San Diego State University is defending a longtime lecturer of film who used a racist example to explain the definition of “ideology” to his students.
“So let’s say our assumptions, um, I might have an assumption that Black people are just not as intelligent as white people. Oh, I can hear already people getting all riled up, right. I can believe that,” the lecturer, Bob Jordan, said during a portion of a lecture that has circulated online. “That was the way I was raised. That’s just the way that, you know, my values are. It doesn’t mean I am going to come and lynch you. It doesn’t mean that I am going to do something attacking you. It might mean that I won’t hire you.” Jordan continued, “But, you know what, it’s the way I believe. It’s the way I think. Maybe in my head I am saying, well, isn’t that the way everybody thinks?

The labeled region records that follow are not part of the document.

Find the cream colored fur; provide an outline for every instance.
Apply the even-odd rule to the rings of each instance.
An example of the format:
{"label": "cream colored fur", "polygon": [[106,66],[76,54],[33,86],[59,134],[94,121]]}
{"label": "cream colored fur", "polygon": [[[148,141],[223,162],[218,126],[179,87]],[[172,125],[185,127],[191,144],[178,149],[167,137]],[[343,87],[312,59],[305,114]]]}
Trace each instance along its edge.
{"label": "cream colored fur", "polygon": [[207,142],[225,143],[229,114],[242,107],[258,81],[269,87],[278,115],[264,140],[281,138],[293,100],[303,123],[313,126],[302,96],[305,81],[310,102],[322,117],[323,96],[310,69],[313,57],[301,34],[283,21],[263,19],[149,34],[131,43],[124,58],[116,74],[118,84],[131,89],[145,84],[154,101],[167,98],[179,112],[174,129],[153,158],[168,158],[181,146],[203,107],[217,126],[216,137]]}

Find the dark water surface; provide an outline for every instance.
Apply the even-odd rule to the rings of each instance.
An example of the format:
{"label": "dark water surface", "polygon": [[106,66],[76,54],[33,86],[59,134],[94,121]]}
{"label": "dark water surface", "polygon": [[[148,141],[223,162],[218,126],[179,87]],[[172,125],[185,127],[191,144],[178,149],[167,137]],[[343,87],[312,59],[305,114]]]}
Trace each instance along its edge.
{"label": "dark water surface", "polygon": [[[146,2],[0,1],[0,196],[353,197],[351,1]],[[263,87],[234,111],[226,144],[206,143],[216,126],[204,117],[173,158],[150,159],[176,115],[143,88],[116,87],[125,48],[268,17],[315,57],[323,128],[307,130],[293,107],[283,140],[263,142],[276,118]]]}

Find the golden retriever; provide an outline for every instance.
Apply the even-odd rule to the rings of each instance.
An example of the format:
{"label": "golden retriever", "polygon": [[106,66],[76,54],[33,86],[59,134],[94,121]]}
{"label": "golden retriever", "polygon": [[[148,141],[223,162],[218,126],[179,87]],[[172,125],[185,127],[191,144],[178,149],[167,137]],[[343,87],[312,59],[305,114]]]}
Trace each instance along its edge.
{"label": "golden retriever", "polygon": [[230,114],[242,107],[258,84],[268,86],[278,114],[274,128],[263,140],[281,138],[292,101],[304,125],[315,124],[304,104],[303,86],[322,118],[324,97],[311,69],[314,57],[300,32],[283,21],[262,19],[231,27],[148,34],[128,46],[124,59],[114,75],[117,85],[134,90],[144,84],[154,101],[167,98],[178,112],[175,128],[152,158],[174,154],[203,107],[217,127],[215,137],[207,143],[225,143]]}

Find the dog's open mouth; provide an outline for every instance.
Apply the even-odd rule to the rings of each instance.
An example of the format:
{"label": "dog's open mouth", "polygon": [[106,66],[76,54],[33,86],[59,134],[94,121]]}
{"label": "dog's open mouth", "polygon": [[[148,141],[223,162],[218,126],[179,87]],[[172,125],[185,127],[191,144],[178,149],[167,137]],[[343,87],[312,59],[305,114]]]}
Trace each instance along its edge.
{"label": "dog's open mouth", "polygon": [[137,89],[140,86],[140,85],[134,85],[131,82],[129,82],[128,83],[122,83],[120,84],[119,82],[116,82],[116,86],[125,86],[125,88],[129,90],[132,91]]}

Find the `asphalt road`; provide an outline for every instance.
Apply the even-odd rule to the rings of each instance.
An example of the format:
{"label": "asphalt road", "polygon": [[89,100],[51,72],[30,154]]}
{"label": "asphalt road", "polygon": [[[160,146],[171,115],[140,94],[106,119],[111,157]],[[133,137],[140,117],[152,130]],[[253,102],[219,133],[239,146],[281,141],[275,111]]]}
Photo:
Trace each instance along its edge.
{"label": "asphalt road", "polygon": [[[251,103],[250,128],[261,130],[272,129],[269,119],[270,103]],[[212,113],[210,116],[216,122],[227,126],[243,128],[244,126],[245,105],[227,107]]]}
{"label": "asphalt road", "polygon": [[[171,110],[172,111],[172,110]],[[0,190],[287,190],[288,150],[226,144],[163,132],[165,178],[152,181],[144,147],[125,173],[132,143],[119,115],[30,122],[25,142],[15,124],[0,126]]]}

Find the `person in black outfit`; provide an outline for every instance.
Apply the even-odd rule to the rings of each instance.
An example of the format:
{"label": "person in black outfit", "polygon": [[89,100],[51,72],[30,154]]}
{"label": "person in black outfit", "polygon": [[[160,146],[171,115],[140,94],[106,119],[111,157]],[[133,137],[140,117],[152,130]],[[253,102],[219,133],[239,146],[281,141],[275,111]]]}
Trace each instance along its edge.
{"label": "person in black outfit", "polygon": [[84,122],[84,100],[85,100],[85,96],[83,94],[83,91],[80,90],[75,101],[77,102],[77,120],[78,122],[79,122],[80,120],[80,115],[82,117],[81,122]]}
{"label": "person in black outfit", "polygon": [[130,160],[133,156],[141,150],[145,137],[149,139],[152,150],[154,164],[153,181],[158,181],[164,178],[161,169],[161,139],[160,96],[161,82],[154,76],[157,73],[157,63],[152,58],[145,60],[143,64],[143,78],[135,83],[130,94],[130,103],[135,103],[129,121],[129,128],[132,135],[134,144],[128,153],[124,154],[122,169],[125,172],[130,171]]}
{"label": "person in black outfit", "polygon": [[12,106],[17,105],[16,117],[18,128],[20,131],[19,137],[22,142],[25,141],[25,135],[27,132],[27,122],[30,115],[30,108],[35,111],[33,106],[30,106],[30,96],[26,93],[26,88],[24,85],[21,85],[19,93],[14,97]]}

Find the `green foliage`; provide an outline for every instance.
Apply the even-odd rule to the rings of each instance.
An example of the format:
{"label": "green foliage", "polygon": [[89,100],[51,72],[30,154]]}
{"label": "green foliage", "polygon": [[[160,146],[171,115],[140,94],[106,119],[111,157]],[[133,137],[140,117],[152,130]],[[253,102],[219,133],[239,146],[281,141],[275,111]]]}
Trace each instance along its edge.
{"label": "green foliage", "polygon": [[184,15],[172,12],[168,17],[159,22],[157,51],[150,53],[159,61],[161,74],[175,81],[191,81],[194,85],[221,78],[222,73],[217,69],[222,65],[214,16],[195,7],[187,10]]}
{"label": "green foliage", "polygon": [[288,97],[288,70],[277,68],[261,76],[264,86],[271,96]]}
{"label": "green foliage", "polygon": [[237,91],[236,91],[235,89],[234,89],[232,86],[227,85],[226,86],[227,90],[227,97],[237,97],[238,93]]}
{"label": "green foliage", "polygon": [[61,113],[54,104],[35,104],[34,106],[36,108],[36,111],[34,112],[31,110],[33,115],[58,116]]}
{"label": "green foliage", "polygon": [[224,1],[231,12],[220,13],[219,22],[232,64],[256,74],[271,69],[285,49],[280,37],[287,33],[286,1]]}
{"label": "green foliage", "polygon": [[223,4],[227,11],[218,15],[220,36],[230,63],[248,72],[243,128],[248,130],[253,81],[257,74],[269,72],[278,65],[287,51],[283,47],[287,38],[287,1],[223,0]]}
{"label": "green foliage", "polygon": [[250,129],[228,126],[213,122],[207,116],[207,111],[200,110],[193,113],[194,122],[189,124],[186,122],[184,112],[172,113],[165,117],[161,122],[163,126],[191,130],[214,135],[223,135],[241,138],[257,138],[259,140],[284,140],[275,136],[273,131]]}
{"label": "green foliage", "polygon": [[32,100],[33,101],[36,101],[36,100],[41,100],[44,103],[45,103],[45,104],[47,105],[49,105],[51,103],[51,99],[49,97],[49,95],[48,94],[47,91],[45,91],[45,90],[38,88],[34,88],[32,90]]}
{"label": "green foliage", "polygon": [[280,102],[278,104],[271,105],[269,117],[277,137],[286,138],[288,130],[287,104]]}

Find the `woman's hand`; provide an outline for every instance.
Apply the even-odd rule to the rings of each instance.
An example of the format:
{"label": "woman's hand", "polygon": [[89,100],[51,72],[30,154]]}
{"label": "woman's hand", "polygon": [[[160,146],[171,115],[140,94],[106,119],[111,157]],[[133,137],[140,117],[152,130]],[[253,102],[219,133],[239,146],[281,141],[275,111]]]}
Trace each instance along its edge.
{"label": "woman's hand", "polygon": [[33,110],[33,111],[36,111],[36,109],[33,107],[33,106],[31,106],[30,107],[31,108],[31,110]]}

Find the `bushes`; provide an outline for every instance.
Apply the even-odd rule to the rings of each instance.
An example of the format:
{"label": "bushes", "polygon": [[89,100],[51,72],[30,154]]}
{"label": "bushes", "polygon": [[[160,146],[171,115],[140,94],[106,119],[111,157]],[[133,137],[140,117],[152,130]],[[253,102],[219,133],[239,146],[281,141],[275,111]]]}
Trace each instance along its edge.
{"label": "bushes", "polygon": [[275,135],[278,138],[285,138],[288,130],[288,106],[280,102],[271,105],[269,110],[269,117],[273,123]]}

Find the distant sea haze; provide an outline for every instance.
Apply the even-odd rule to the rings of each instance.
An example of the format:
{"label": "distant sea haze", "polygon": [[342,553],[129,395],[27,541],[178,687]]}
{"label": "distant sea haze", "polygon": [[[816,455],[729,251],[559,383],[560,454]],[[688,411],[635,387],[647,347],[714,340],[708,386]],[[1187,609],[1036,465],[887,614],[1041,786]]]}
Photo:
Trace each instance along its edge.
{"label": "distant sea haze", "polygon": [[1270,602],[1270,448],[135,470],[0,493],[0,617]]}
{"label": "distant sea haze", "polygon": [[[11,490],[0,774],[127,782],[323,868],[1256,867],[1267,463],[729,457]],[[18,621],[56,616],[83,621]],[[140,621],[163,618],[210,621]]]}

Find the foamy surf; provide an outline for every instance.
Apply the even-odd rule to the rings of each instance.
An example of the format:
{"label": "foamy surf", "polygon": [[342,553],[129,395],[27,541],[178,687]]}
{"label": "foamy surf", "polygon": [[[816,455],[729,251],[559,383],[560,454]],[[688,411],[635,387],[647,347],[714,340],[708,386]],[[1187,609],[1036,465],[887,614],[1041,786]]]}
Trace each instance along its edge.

I can go way back, all the way to the silent movie era …”
San Diego State said in a statement that the comments in question came during an hourlong lecture “highlighting examples of how racism and discrimination have been portrayed in television and film, like the Roots and Holocaust miniseries of the 1970s, over time.” The university said that the goal of Jordan’s introductory cinema course is to “discuss how television and film, through portraying these very real, racist events in history, are able to help viewers better understand the plight and continued struggles of people with different backgrounds or identities than their own.”
The university also said that Jordan “insists the clip in no way represents his personal views or opinions” and that San Diego State “does not tolerate acts of marginalization, racism and hatred based on personal background, identity or skin color.”
Jordan also emailed his students about the circulating video clip, saying that it “shows me discussing the notion that people are all raised with different values and opinions.” Jordan added, “I go on to say that in some parts of the world, folks are raised not to trust Asian people and in other places Jews are assumed to be greedy,” and, “Did I say I personally [believe] that this was my opinion or that I support such ideas? Of course not,” according to The San Diego Union-Tribune.